LYLE
v.
MEMAR.
46658.
Supreme Court of Georgia.
Decided May 4, 1989.McGahee, Benning, Fletcher, Harley & Fletcher, C. Thompson Harley, for appellant.
Johnston, Wilkin & Williams, William J. Williams, for appellee.
CLARKE, Presiding Justice.
Appellant Lyle appeals from an order of the Superior Court of Columbia County granting a permanent injunction to Memar, the purchaser of his medical billing business, Bureau of Medical Economics, Inc. (BME). Lyle sold all of his stock in the company to Memar in 1986. He remained an employee of the company. Both the sale agreement and the employment agreement contained restrictive covenants. In July 1988, Lyle left BME and began another company with several BME employees. Memar sued to enjoin his competition with BME. Memar failed to make the August 1988, payment due under the sale agreement. Lyle sought a declaratory judgment that since Memar had breached the sales agreement, the BME stock reverted to Lyle.
The trial court found that the restrictive covenants of the sale agreement and the employment contract, taken together, were valid. The court found as a matter of law that Lyle had competed against *210 Memar and that this constituted a breach of contract which excused the failure of Memar to make the August 1988 payment under the sales agreement.

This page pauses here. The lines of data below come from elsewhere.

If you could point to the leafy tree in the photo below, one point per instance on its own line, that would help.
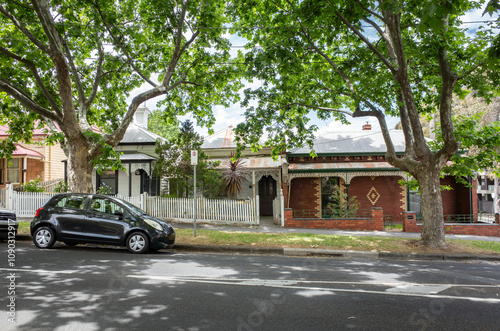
(73, 64)
(234, 174)
(175, 164)
(366, 58)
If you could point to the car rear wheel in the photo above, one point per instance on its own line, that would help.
(137, 243)
(44, 237)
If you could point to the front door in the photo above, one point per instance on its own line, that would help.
(267, 193)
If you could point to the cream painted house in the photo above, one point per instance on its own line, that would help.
(31, 161)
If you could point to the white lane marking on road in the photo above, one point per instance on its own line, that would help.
(39, 271)
(286, 285)
(418, 289)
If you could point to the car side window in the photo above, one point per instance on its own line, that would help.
(105, 206)
(72, 201)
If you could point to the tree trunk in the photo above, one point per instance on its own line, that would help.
(432, 208)
(79, 167)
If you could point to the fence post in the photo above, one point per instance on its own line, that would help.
(282, 207)
(257, 211)
(144, 202)
(9, 200)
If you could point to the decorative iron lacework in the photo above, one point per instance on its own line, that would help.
(347, 176)
(139, 166)
(262, 173)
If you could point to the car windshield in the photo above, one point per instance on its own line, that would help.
(133, 209)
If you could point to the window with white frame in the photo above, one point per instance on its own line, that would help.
(14, 171)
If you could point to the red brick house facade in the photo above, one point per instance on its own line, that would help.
(355, 162)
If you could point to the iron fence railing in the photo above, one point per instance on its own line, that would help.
(466, 218)
(328, 213)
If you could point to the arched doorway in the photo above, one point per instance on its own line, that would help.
(267, 193)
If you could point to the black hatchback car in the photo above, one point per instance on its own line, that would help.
(8, 224)
(76, 218)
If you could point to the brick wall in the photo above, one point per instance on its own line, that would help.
(457, 200)
(382, 192)
(474, 229)
(375, 223)
(305, 195)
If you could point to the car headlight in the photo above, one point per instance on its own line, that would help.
(154, 224)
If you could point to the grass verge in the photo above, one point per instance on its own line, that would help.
(308, 240)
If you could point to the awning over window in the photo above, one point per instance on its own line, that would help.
(339, 166)
(23, 151)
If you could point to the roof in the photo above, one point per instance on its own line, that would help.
(360, 142)
(23, 151)
(36, 132)
(221, 139)
(339, 166)
(138, 135)
(254, 163)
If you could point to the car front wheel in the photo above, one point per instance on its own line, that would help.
(44, 237)
(137, 243)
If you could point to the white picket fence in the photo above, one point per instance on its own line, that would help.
(25, 204)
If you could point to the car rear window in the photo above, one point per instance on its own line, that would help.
(71, 201)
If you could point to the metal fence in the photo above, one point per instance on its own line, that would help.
(328, 213)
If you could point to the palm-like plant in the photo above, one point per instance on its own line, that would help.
(234, 175)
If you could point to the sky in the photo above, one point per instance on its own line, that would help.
(233, 115)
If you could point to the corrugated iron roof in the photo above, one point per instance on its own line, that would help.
(23, 151)
(254, 163)
(136, 134)
(136, 157)
(359, 142)
(339, 166)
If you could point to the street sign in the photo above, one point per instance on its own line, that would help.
(194, 157)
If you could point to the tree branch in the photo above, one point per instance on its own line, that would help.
(347, 112)
(331, 62)
(24, 30)
(178, 50)
(31, 66)
(366, 41)
(116, 136)
(371, 12)
(58, 57)
(24, 99)
(97, 79)
(123, 48)
(81, 94)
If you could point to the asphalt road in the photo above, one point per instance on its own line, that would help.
(99, 288)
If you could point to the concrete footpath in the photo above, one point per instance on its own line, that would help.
(267, 226)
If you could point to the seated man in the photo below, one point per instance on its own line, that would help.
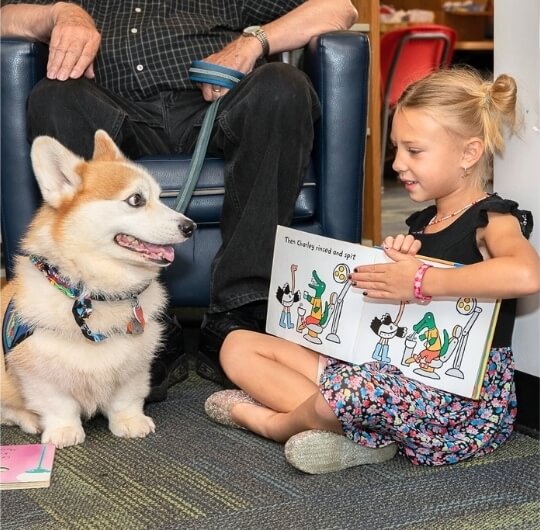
(123, 67)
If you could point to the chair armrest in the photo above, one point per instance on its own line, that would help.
(338, 65)
(23, 64)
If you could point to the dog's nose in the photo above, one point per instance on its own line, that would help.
(187, 228)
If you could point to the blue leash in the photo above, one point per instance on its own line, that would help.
(213, 74)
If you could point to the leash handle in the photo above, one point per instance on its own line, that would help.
(214, 74)
(184, 196)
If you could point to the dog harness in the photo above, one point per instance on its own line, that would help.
(14, 330)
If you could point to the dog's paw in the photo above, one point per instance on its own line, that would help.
(26, 420)
(137, 426)
(64, 436)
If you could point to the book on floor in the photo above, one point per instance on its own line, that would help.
(444, 343)
(26, 466)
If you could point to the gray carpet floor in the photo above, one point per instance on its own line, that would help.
(195, 474)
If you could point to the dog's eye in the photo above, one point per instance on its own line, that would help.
(136, 200)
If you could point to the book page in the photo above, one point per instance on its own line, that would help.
(444, 343)
(311, 301)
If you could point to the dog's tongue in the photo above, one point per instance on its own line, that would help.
(159, 252)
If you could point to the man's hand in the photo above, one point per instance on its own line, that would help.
(241, 54)
(73, 44)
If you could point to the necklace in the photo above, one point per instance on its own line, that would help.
(435, 221)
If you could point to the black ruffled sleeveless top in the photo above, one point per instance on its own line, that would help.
(457, 243)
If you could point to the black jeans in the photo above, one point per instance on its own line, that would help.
(264, 132)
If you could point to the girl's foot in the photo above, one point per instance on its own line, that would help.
(219, 405)
(317, 452)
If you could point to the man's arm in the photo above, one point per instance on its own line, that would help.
(289, 32)
(310, 19)
(69, 30)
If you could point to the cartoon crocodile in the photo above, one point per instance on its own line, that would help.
(318, 315)
(435, 348)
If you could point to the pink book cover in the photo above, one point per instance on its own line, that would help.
(26, 466)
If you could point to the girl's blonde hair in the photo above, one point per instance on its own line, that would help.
(468, 105)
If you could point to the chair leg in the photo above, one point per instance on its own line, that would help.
(384, 138)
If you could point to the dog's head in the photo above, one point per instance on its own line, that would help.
(104, 209)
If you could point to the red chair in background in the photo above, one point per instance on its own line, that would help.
(407, 55)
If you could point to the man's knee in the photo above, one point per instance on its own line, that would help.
(281, 85)
(70, 111)
(54, 96)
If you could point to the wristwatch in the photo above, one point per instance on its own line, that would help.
(260, 35)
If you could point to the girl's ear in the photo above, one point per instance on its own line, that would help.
(473, 151)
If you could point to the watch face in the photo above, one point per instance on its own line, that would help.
(252, 29)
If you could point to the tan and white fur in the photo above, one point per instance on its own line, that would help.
(56, 378)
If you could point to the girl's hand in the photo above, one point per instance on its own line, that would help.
(389, 281)
(406, 244)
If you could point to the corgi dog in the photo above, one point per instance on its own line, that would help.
(80, 315)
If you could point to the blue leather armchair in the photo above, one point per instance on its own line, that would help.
(330, 202)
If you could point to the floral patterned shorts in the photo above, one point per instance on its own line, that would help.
(376, 405)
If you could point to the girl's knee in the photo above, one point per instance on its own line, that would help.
(234, 347)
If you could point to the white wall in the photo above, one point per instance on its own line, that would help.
(517, 176)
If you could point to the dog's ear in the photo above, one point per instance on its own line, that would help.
(105, 149)
(55, 168)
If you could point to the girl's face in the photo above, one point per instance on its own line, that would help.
(429, 159)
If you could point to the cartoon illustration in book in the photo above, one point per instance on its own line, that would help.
(438, 351)
(341, 275)
(464, 306)
(287, 296)
(319, 316)
(434, 346)
(386, 329)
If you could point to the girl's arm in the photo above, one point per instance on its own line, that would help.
(512, 269)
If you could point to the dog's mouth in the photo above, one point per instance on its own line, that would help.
(159, 254)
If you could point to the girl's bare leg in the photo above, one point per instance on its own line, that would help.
(280, 375)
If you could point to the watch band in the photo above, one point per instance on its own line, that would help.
(260, 35)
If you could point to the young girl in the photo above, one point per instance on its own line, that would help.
(331, 414)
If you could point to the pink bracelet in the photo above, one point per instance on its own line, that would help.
(418, 278)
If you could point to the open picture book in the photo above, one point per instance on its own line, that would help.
(444, 343)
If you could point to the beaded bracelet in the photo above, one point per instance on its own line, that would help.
(418, 278)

The sale agreement and employment agreement in question were executed in November 1986, and June 1988, respectively. The parties agree that neither agreement, standing alone, is enforceable. However, the court found that these agreements could be considered together. Relying upon Watson v. Waffle House, 253 Ga. 671 (324 SE2d 175) (1985), the court found that the overbroad parts of the covenant could be blue penciled or severed. In Watson we noted that covenants in the sale of a business, unlike covenants in contracts of employment, can be blue penciled to make them valid. We find now that if a contract for the sale of a business and an employment contract are part of the same transaction they may be construed together to supply missing elements and blue penciled to make overbroad terms valid.

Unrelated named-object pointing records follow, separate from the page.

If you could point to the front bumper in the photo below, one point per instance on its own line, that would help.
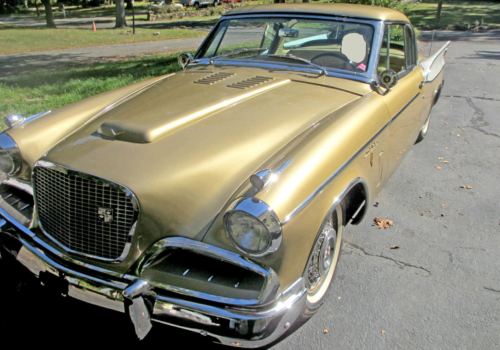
(234, 326)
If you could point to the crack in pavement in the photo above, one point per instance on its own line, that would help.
(476, 97)
(492, 290)
(399, 263)
(478, 117)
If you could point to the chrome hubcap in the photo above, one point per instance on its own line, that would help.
(321, 259)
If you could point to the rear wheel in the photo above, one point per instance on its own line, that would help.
(322, 262)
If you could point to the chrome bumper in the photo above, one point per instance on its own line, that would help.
(242, 327)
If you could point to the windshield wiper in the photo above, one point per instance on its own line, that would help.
(237, 53)
(295, 58)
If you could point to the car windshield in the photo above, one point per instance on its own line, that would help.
(316, 42)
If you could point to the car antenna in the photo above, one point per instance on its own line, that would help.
(432, 40)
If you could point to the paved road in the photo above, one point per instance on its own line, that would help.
(439, 290)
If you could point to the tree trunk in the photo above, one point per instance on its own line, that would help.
(121, 22)
(37, 10)
(438, 14)
(48, 14)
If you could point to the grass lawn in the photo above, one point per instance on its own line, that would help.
(31, 39)
(75, 12)
(38, 92)
(424, 15)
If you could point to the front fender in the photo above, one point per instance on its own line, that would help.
(35, 137)
(322, 164)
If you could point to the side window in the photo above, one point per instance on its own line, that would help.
(394, 46)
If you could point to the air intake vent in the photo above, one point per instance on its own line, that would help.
(214, 78)
(84, 214)
(247, 83)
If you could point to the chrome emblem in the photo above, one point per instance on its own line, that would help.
(105, 214)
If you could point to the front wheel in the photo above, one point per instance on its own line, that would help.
(322, 262)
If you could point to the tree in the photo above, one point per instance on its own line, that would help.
(438, 14)
(121, 22)
(48, 14)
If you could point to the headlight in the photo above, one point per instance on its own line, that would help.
(253, 227)
(10, 156)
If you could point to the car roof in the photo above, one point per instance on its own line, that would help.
(343, 10)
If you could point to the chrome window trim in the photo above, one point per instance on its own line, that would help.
(270, 291)
(66, 170)
(366, 77)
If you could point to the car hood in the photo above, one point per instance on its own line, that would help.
(186, 144)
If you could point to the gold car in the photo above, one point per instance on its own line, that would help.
(214, 199)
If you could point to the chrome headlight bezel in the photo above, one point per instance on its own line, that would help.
(9, 146)
(265, 215)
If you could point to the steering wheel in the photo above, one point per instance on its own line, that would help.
(349, 63)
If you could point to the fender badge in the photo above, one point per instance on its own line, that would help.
(370, 149)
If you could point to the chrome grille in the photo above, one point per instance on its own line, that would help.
(68, 205)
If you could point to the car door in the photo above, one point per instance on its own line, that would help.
(404, 101)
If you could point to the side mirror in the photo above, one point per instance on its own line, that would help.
(288, 33)
(13, 120)
(184, 59)
(388, 78)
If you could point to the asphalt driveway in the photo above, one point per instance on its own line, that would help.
(439, 290)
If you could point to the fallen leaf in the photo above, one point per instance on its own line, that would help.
(385, 223)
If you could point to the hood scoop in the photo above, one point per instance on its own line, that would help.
(148, 118)
(248, 83)
(214, 78)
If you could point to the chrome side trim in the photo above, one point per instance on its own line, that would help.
(22, 185)
(12, 151)
(365, 77)
(270, 291)
(320, 189)
(128, 192)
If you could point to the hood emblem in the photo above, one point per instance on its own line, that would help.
(214, 78)
(248, 83)
(105, 214)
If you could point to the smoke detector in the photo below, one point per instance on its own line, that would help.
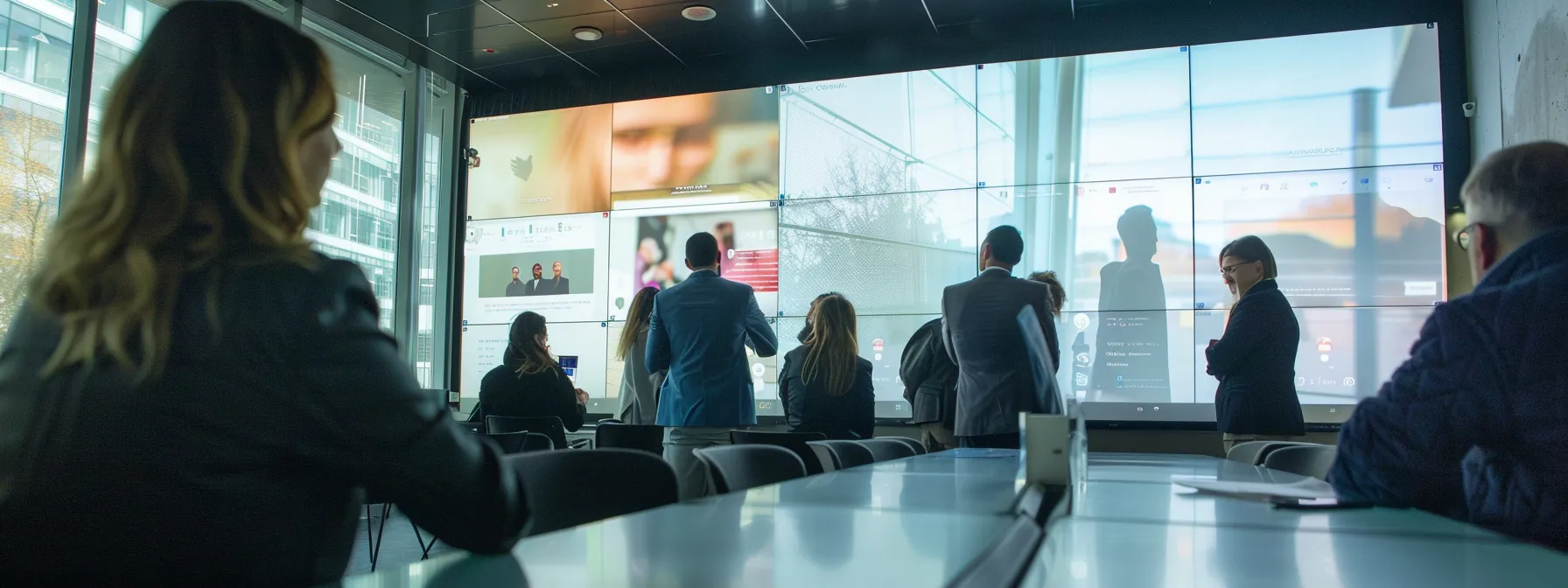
(698, 13)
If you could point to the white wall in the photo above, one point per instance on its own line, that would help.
(1518, 60)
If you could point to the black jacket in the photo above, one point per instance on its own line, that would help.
(504, 392)
(249, 458)
(1255, 362)
(930, 378)
(808, 408)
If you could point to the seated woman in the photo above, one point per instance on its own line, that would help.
(190, 394)
(528, 383)
(639, 388)
(825, 386)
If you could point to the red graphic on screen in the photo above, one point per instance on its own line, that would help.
(758, 269)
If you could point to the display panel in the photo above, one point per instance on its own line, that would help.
(1126, 173)
(882, 340)
(485, 346)
(1363, 237)
(1114, 245)
(880, 134)
(1344, 354)
(648, 249)
(1348, 99)
(696, 150)
(540, 164)
(889, 255)
(552, 265)
(1114, 116)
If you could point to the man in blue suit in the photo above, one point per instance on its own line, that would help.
(1476, 424)
(698, 332)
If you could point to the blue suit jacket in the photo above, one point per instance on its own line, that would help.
(1476, 424)
(700, 332)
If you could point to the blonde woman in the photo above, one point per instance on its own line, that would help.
(825, 386)
(190, 394)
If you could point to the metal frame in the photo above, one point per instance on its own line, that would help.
(79, 94)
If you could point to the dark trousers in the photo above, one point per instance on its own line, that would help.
(988, 441)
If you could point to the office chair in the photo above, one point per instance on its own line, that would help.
(886, 449)
(572, 488)
(647, 438)
(791, 441)
(1304, 459)
(844, 453)
(740, 467)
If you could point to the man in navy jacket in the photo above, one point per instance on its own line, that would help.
(1476, 424)
(698, 332)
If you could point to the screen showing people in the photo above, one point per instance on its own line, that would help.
(1124, 173)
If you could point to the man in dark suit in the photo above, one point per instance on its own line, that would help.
(558, 286)
(536, 286)
(516, 287)
(700, 332)
(982, 336)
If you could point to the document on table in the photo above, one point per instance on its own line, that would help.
(1310, 488)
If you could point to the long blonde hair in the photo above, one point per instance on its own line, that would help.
(637, 316)
(831, 346)
(196, 168)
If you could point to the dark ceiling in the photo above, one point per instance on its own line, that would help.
(518, 55)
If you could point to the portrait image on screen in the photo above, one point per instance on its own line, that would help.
(696, 150)
(485, 348)
(648, 249)
(552, 265)
(540, 164)
(880, 134)
(888, 255)
(1349, 99)
(1341, 237)
(1112, 116)
(1114, 245)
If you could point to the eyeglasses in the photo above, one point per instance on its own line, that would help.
(1231, 269)
(1463, 235)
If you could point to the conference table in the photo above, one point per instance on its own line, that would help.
(920, 521)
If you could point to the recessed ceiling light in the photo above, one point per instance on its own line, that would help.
(698, 13)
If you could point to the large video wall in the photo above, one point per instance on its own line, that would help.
(1126, 174)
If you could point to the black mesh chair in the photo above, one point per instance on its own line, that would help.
(886, 449)
(645, 438)
(844, 453)
(1304, 459)
(572, 488)
(791, 441)
(510, 443)
(916, 445)
(550, 427)
(740, 467)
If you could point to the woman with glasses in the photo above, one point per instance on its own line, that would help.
(1255, 360)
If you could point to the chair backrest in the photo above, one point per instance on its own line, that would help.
(510, 443)
(845, 453)
(791, 441)
(572, 488)
(645, 438)
(738, 467)
(536, 443)
(1304, 459)
(550, 427)
(886, 449)
(916, 445)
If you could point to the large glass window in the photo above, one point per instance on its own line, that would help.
(35, 63)
(358, 214)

Since the parties agree that neither agreement, standing alone, is valid, the question before us is whether the contracts can be construed together to supply the missing terms. It is clear that the contracts cannot be so construed. The sales agreement was executed in November 1986. The employment contract attached to the complaint and construed by the court was executed in June 1988. These agreements are not contemporaneous. Further, the sales agreement was between Memar and Lyle as individuals. The employment contract was between Lyle as an individual and BME. Since the two contracts were neither contemporaneous nor between the same parties, it was error for the court to construe them together. We do not reach the question whether we would construe a contemporaneous employment agreement with the sales contract.
Since the restrictive covenants contained in the agreement are each invalid for failure to include all of the crucial elements of time, territory, and a description of prohibited activity, the court's conclusion of law that the contract was breached by Lyle must be reversed. The case is remanded for a decision whether either party has breached the contracts in the absence of the restrictive covenants.
Judgment reversed. All the Justices concur, except Hunt, J., who concurs in the judgment only.